📊

Data Classification and Organization

Sep 7, 2025

Overview

This lecture explains how to classify and organize different types of data in a data table, focusing on distinguishing categorical and numerical variables, their measurement units, and the concepts of time series and cross-sectional data.

Data Organization

  • Data tables consist of columns (variables) and rows (cases or observations).
  • Variables can represent different types of information, such as names, gender, marks, boards, etc.

Types of Variables

  • Variables are broadly divided into categorical (qualitative) and numerical (quantitative).
  • Categorical variables represent group membership (e.g., gender, board, blood group).
  • Numerical variables are associated with numeric values (e.g., marks, height, weight).

Categorical Data

  • Categorical variables have values that are names or categories (e.g., Male/Female, CBSE/State/ICSE).
  • Group membership allows classification of each observation into groups.
  • Some variables may appear numerical but act as categories (e.g., jersey number).

Numerical Data

  • Numerical variables can be measured and have units (e.g., marks in numbers, height in cm, weight in kg).
  • Numerical data are divided into discrete data (whole numbers, e.g., matches played) and continuous data (can take any value, e.g., batting average).

Measurement Units

  • Numerical variables require consistent measurement units across all observations (e.g., all heights in cm).

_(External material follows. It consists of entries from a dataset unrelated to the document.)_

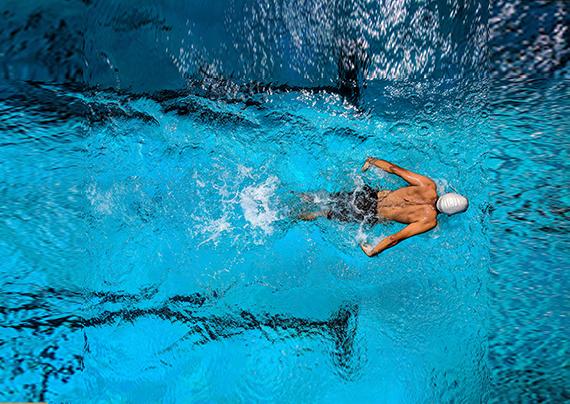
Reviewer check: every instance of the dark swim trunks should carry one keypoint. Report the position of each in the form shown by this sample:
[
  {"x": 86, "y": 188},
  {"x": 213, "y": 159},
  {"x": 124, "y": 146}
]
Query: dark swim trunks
[{"x": 357, "y": 206}]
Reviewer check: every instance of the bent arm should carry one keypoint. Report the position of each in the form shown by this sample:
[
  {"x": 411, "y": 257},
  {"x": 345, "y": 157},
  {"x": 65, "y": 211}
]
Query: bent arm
[
  {"x": 408, "y": 176},
  {"x": 407, "y": 232}
]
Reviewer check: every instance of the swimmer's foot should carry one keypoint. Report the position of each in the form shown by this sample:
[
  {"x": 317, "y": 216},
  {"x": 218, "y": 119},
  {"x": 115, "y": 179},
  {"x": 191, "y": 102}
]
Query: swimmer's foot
[{"x": 308, "y": 216}]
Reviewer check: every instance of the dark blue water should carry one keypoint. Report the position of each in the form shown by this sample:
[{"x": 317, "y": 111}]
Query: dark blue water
[{"x": 147, "y": 233}]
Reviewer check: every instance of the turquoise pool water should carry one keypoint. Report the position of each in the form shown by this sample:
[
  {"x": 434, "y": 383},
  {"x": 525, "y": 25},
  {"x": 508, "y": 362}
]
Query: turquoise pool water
[
  {"x": 150, "y": 162},
  {"x": 172, "y": 262}
]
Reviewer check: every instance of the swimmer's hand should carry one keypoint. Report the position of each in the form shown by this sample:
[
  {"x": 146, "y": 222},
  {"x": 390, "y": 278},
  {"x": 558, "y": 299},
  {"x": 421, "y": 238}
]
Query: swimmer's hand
[
  {"x": 368, "y": 250},
  {"x": 367, "y": 163}
]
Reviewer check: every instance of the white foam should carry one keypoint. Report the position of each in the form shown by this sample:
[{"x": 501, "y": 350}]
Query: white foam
[
  {"x": 257, "y": 206},
  {"x": 101, "y": 201}
]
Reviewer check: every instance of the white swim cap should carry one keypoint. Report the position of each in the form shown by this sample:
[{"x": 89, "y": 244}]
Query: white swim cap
[{"x": 452, "y": 203}]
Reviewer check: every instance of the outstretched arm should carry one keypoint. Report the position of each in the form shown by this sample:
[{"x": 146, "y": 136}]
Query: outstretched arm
[
  {"x": 410, "y": 177},
  {"x": 390, "y": 241}
]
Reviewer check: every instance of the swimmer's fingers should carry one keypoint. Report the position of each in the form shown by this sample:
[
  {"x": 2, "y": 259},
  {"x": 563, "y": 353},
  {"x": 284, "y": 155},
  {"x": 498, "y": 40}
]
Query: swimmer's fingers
[{"x": 366, "y": 249}]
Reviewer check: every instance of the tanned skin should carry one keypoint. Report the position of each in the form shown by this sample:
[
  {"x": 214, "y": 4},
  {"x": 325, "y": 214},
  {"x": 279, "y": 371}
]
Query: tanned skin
[{"x": 413, "y": 205}]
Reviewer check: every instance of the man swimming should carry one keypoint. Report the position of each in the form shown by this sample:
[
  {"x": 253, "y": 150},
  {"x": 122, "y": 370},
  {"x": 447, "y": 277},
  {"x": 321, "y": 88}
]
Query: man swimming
[{"x": 416, "y": 205}]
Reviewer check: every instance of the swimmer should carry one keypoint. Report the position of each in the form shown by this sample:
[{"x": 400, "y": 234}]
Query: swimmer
[{"x": 416, "y": 205}]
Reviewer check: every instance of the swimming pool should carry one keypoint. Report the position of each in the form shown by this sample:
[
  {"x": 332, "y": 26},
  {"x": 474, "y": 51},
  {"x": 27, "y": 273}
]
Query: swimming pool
[{"x": 151, "y": 251}]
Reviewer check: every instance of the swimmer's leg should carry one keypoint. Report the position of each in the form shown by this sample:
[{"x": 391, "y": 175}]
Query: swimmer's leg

Time Series vs. Cross-Sectional Data

  • Time series data tracks a single variable across different times (e.g., daily potato quantity over a month).
  • Cross-sectional data records variables at a single point in time across different cases.

Key Terms & Definitions

  • Variable — a property or characteristic measured for each case in a data set.
  • Categorical Variable — a variable with values as categories or groups.
  • Numerical Variable — a variable with numeric values, can be discrete or continuous.
  • Discrete Data — numerical data that can take only specific values (usually counts).
  • Continuous Data — numerical data that can take any value within a range.
  • Measurement Unit — the standard unit used to measure a variable.
  • Time Series Data — data collected on the same variable at different times.
  • Cross-Sectional Data — data collected at one point in time on multiple variables or cases.

Action Items / Next Steps

  • Classify mobile number and jersey number as categorical or numerical variables.
  • Practice identifying categorical and numerical variables in sample datasets.
  • Ensure measurement units are consistent when analyzing numerical data.